Bahn se la llevó a un callejón detrás de los edificios de la calle lateral; de repente perdió la noción del tiempo, que se fragmentó en una serie de imágenes tan vibrantes y desconectadas entre sí como las que conservaba de la batalla. Lo consumía la necesidad acuciante de volcar en el interior de la muchacha su arrebato lujurioso junto con una incipiente sensación de repugnancia hacia sí mismo —que sin duda aumentaría después—. Lo empujaba todo lo que había visto y oído y los olores que lo habían envuelto durante toda la atroz y maldita noche anterior y las precedentes; y también el sentimiento de culpa —de vergüenza incluso— por el papel que desempeñaba él en la guerra, por su instinto de supervivencia, que se le hacía evidente cuando miraba a los hombres —a sus camaradas— un día tras otro, y ellos iban muriendo y él no hacía nada más que observar.

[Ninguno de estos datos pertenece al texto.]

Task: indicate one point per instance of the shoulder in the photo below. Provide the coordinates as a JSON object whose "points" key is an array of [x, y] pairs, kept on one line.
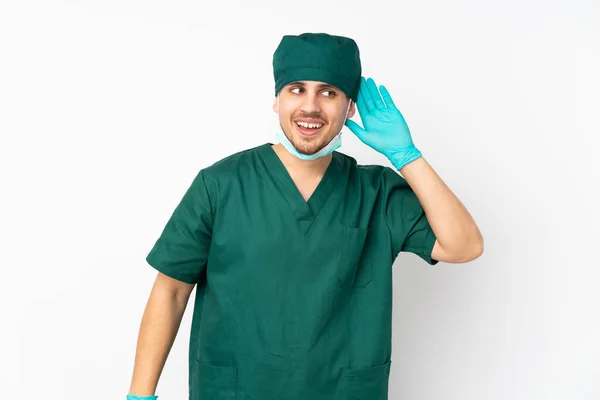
{"points": [[232, 165], [377, 177]]}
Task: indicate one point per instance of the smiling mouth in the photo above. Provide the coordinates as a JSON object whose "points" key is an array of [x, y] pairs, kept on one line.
{"points": [[308, 129]]}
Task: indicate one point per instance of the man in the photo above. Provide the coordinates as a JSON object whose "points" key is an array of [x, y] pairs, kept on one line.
{"points": [[290, 246]]}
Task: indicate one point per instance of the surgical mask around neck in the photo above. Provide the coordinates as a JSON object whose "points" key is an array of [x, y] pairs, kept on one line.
{"points": [[333, 145]]}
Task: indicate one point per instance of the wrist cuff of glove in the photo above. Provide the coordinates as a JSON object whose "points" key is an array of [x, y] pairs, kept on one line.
{"points": [[400, 159]]}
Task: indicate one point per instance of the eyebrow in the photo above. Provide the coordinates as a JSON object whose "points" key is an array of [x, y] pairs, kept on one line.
{"points": [[320, 85]]}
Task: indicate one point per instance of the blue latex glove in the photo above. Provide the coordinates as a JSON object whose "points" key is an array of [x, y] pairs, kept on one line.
{"points": [[385, 129]]}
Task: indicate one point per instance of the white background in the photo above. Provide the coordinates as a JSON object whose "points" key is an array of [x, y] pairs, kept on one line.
{"points": [[109, 108]]}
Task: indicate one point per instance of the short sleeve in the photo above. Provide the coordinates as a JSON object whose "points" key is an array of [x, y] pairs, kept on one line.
{"points": [[181, 251], [405, 217]]}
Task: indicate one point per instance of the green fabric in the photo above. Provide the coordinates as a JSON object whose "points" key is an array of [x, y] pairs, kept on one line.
{"points": [[294, 297], [318, 57]]}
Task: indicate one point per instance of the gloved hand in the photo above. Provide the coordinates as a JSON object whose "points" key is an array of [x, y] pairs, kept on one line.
{"points": [[385, 129]]}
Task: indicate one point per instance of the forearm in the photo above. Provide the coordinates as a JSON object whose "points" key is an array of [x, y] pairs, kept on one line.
{"points": [[453, 225], [160, 323]]}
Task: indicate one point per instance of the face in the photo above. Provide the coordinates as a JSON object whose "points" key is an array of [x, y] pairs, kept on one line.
{"points": [[312, 114]]}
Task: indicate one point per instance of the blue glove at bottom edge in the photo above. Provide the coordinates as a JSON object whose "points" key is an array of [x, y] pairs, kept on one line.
{"points": [[400, 159]]}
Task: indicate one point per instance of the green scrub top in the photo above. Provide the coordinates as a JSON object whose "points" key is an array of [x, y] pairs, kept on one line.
{"points": [[293, 297]]}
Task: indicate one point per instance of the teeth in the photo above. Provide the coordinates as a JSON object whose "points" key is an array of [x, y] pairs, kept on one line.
{"points": [[305, 125]]}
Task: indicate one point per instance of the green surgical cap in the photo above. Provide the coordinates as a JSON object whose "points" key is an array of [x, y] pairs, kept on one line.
{"points": [[318, 57]]}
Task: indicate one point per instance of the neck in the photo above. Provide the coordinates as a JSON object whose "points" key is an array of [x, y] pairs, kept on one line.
{"points": [[306, 168]]}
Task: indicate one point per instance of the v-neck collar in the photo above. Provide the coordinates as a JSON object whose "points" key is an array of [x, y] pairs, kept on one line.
{"points": [[304, 211]]}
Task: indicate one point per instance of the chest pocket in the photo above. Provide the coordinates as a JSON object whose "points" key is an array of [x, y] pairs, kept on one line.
{"points": [[354, 267]]}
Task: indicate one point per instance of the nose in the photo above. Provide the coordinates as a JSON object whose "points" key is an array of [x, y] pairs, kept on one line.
{"points": [[310, 103]]}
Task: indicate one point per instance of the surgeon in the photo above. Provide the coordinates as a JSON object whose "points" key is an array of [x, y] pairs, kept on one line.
{"points": [[290, 246]]}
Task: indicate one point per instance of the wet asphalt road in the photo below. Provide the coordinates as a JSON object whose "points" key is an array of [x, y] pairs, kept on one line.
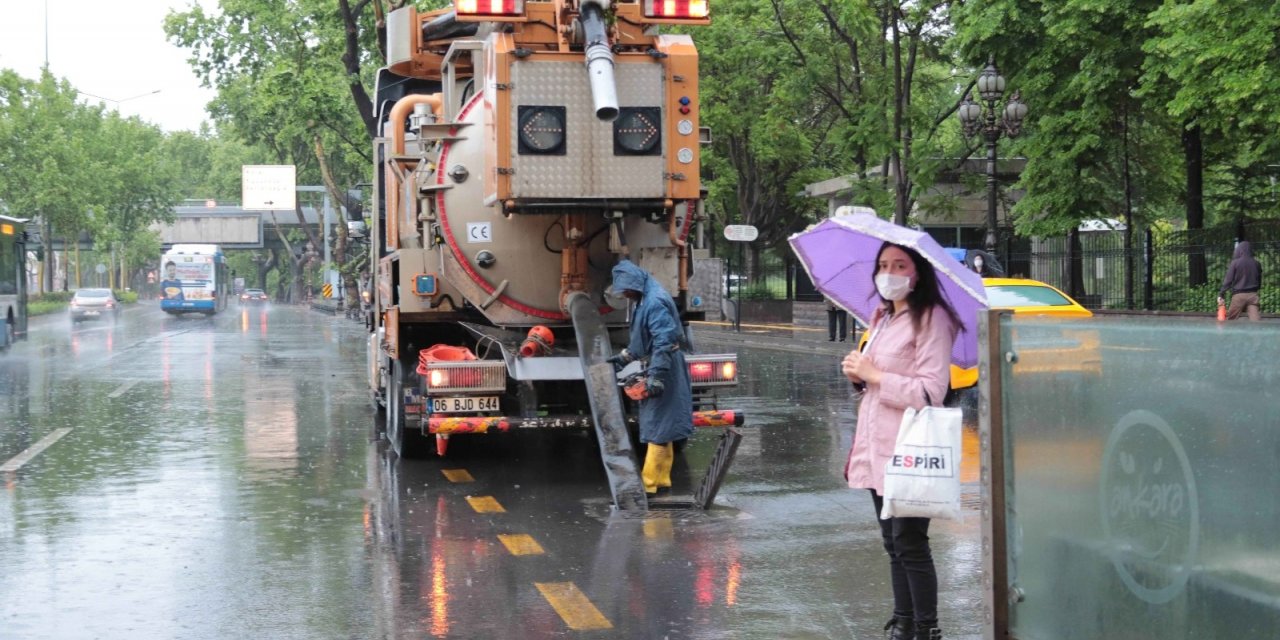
{"points": [[223, 478]]}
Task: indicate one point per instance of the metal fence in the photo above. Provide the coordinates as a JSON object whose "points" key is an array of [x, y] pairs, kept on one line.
{"points": [[1156, 274]]}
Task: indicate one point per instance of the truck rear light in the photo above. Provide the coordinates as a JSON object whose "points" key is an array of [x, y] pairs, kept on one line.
{"points": [[675, 8], [470, 376], [489, 7], [717, 370]]}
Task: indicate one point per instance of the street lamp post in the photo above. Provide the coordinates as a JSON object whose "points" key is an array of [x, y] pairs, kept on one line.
{"points": [[976, 118], [117, 103]]}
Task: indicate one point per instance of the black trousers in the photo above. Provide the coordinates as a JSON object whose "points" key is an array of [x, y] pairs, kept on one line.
{"points": [[836, 316], [910, 566]]}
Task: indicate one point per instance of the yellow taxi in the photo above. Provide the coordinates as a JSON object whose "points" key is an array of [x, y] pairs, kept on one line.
{"points": [[1024, 296]]}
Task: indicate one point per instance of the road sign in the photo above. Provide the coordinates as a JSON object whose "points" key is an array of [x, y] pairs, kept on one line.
{"points": [[270, 187], [740, 232]]}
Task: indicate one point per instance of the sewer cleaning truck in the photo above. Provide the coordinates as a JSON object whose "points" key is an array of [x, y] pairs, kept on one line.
{"points": [[524, 149]]}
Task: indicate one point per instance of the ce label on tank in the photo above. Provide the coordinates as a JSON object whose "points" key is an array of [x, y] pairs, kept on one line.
{"points": [[479, 233]]}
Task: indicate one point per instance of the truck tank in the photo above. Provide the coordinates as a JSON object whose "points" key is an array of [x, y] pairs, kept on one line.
{"points": [[525, 147]]}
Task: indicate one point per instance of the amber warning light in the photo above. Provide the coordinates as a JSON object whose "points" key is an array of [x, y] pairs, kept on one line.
{"points": [[489, 7], [713, 370], [675, 8]]}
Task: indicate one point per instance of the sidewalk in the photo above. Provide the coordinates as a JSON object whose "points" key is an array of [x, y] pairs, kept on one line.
{"points": [[778, 337]]}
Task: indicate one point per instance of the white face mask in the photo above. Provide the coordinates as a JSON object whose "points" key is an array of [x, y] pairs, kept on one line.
{"points": [[892, 287]]}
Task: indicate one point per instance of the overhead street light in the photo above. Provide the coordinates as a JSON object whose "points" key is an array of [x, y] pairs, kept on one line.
{"points": [[118, 101], [992, 122]]}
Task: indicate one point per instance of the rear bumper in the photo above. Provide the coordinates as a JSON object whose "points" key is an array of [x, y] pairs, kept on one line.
{"points": [[447, 425]]}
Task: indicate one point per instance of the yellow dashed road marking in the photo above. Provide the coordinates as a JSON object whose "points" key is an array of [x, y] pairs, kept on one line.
{"points": [[574, 607], [485, 504], [22, 458], [521, 544]]}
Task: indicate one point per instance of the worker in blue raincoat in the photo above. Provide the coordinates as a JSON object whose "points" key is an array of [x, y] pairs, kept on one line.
{"points": [[667, 396]]}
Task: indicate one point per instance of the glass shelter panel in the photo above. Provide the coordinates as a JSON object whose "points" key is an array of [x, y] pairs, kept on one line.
{"points": [[1142, 478]]}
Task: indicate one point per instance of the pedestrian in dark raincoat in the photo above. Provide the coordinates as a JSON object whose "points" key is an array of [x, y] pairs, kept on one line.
{"points": [[1243, 279], [667, 401]]}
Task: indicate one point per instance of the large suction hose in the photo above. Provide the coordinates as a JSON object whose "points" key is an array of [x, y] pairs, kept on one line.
{"points": [[599, 59]]}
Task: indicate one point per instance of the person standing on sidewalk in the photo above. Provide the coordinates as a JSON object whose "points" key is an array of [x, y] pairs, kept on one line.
{"points": [[1243, 279], [906, 364], [667, 396], [836, 316]]}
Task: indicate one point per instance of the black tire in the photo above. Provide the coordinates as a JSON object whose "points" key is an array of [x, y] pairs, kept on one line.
{"points": [[405, 443]]}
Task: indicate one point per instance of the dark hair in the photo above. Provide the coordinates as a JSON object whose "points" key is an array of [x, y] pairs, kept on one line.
{"points": [[927, 292]]}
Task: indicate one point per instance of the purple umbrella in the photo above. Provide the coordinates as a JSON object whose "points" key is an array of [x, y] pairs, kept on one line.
{"points": [[840, 256]]}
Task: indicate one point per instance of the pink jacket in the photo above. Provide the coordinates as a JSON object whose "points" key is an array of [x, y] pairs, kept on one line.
{"points": [[912, 364]]}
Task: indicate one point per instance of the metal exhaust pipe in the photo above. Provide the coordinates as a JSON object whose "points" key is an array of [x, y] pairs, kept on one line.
{"points": [[599, 60]]}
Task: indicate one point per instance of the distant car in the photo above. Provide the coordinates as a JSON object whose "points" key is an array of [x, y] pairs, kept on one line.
{"points": [[94, 305], [1024, 296]]}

Se había liberado de todo eso en esos preciados momentos de dispersión, y después, vencido por un agotamiento vacuo, había apretado la bolsa que contenía todo el dinero que llevaba encima en la mano abierta de la muchacha. Bahn quiso decirle algo más y ella le regaló una sonrisa fugaz, conocedora del mecanismo que rige a los hombres. Por un instante, Bahn había vuelto a sentirse un jovenzuelo.
Ahora, en el templo interior, mientras los monjes continuaban salmodiando sus plegarias y todavía con el recuerdo fresco del cuerpo de la chica apretado contra el suyo, Bahn se dio cuenta de que había empezado a temblar. Quizá su cuerpo revivía los estremecimientos experimentados la noche anterior, o tal vez se debiera a una reacción a acontecimientos más recientes. Estaba temblando acuciado por una sensación parecida al pánico, envuelto por el aire cargado del templo junto a su esposa, su hijo y el resto de los miembros de la familia que asistían a la ceremonia en la que se concedería un nombre a su hija. «Gran Necio misericordioso, ¿en qué estaba pensando?»